Remember the Iron Man movie? Jacobsen, a distinguished professor in the Department of Mechanical Engineering, founded Sarcos, a company based at the U that creates robotic suits that give people superhuman capabilities. Jacobsen has been at the forefront of robotic and prosthetic technology for decades. In 1980 he produced the Utah Arm, a prosthetic limb that gives the user precise and sensitive control over both the hand and elbow. His robotic inventions orchestrate the Bellagio fountains in Las Vegas and provide the functionality behind many Disney and Universal Studios theme park rides.

“I am always extremely thankful for the wonderful team and sponsors we had on all of our projects,” says Jacobsen. “It doesn’t happen in a vacuum,”

Jacobsen’s impact has been recognized through many national and state awards. He was elected to the National Academy of Engineering, the Institute of Medicine and the National Academy of Orthotists and Prosthetists. He won the Leonardo Da Vinci Award from the American Society of Mechanical Engineers, the Pioneer of Robotics Award from the Institute of Electrical and Electronic Engineers, and the Utah Governor’s Medal for Science and Technology. In January, Jacobsen received one of five “Most Prolific Inventor Awards” by the U’s Technology Commercialization Office for having more than 200 inventions. He has founded many centers and companies: the Center for Engineering Design at the U, Motion Control (the company evolved into Iomed), Sarcos (now Raytheon‐Sarcos), Micro‐Drugs, Eye‐Port, Micro Ject, Precision Vascular, Intelligent Microinfusion, Sarcos Microsystems, and Sterling Technologies. In addition, Jacobsen has managed 359 research projects and employed more than 200 Utahns in his companies.

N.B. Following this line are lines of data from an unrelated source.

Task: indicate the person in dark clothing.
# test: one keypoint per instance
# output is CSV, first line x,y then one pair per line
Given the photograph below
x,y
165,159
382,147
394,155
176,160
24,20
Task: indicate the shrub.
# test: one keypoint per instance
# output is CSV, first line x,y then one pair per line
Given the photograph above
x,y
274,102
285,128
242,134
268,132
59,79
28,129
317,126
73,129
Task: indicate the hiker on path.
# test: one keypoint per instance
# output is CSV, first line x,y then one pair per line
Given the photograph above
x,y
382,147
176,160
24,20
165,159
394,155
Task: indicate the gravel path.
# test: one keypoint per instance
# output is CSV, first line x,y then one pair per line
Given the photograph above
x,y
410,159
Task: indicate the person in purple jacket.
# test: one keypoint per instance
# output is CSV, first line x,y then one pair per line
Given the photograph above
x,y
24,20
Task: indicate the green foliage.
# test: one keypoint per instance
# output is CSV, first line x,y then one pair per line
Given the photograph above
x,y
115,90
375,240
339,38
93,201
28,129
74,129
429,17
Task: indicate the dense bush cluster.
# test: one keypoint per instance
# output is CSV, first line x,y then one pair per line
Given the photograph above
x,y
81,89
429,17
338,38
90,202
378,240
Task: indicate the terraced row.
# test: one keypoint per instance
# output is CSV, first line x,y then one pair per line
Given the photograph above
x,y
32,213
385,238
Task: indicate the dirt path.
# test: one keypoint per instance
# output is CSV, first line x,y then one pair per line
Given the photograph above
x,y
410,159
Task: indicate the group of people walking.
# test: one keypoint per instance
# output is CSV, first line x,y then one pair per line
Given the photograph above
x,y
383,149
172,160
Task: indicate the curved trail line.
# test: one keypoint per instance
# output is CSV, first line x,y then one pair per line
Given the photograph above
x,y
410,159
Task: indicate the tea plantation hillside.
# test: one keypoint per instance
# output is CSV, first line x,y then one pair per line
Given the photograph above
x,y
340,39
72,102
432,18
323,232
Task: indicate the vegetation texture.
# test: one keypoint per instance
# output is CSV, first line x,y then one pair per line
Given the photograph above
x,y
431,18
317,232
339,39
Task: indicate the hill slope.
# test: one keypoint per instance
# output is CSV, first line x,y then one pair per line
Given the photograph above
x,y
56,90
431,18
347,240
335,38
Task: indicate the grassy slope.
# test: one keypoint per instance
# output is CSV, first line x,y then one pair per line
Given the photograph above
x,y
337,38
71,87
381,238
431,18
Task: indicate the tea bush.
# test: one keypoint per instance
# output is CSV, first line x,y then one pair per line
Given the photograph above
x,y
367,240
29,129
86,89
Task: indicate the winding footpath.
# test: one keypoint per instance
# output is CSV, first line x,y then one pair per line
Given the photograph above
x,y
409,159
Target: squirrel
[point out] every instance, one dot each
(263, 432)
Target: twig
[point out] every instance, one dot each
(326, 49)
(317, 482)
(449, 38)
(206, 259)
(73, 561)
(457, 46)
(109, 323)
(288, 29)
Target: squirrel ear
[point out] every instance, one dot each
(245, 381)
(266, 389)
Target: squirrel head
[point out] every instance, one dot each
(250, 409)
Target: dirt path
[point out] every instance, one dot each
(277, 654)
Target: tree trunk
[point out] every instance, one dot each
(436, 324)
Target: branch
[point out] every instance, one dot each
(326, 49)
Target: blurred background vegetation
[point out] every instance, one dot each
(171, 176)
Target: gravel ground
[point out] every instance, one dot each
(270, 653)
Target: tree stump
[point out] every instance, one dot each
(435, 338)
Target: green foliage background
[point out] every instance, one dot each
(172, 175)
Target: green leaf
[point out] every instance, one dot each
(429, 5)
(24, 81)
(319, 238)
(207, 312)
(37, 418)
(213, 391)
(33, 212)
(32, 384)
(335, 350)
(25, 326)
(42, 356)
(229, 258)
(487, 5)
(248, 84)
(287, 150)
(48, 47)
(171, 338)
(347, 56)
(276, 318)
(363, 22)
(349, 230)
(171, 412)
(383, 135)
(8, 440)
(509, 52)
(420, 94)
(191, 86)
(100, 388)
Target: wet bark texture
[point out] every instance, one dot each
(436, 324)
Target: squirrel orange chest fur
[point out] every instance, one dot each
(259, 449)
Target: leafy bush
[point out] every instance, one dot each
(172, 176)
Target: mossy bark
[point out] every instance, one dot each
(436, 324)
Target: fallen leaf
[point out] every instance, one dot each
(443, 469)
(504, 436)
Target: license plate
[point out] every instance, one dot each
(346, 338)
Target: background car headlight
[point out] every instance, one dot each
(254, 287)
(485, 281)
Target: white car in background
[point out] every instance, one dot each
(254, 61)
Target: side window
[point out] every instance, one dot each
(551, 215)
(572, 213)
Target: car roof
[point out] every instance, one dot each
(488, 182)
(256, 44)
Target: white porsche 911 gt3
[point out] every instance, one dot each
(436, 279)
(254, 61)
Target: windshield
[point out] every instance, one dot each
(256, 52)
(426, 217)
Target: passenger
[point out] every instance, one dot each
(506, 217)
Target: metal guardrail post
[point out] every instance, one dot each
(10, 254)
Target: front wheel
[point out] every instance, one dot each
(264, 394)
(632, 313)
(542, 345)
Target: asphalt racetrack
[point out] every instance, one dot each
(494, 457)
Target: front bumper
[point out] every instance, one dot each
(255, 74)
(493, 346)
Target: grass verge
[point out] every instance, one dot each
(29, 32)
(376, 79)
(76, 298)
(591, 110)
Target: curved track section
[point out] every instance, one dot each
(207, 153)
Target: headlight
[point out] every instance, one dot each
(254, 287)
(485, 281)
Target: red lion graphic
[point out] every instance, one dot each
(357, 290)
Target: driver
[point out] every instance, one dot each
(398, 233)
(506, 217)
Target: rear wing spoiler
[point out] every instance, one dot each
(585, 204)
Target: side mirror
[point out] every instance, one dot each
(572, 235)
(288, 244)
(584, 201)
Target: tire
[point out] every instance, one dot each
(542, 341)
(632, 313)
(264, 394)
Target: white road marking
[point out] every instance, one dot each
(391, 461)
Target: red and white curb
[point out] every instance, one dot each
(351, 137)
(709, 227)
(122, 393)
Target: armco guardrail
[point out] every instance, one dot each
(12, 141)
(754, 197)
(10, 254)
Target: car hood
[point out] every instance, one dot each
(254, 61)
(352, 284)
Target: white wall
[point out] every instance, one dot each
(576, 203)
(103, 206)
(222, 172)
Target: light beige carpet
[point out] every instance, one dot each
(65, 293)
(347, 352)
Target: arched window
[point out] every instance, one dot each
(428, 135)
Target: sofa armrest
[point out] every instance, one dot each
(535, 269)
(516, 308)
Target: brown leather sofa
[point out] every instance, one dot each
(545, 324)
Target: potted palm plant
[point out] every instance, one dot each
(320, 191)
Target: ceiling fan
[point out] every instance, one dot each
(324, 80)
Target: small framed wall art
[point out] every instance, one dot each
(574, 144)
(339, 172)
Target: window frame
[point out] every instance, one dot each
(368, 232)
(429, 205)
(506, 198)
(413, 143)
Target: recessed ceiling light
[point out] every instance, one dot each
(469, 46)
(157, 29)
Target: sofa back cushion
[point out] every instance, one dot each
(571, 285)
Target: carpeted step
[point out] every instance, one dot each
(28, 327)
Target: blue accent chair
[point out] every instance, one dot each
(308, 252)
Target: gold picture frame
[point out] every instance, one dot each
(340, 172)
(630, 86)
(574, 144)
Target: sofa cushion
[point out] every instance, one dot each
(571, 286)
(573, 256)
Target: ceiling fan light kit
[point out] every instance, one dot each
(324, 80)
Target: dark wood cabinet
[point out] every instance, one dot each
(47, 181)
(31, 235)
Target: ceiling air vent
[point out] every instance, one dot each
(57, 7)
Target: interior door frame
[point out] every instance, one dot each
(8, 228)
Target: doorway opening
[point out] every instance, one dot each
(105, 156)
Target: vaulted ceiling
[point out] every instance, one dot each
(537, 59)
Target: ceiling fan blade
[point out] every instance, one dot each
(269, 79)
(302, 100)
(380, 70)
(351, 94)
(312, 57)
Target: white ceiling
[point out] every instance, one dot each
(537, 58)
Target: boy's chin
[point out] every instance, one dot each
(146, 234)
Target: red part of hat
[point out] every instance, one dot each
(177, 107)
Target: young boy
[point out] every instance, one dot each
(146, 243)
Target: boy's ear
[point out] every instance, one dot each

In an entirely different field, Bromberg, a faculty member in the Department of Modern Dance, is leading the way in cinema-based dance experience. She single-handedly garnered funding to build a multimedia performance laboratory that allows faculty and students to explore new ways to create a meaningful visual experience for people watching dance on a screen. Bromberg has given back to her students in other ways, namely, giving them the chance to explore distance dance collaboration. She gathered more than $90,000 in grants to create the technological infrastructure for the Association for Dance and Performance Telematics (ADaPT), an interface that connects dancers from Utah with others around the world to foster artistic collaboration in a real-time setting.

“This award means a great deal to me on so many levels. First and foremost is the acknowledgement that the arts are innovative and impactful,” Bromberg said. “As someone who has been working in the arts for many years and in many different contexts, I have been privileged to both witness and experience how transformative aesthetic experiences can be so profound. Their impact can change lives, deepen understanding, challenge perceptions and assumptions, and illuminate our humanity.”

Bromberg’s pioneering work in “screen dance” has been shown in locations as diverse as Amsterdam, Hanoi, Hong Kong, Burgundy, Istanbul, Buenos Aires, Victoria, Montevideo, Regina and Melbourne. For her work in the arts, Professor Bromberg has received multiple honors and awards, notably a Guggenheim Fellowship Award in 2006, for those who have already demonstrated exceptional capacity for productive scholarship or exceptional creative ability in the arts.

“These faculty members exemplify the entrepreneurial spirit at the University of Utah,” said Prestwich. “Our faculty and students are part of a culture of impact, and the U is a trendsetter and leader in the translation of research and creativity into products that truly make a difference in the lives of people.”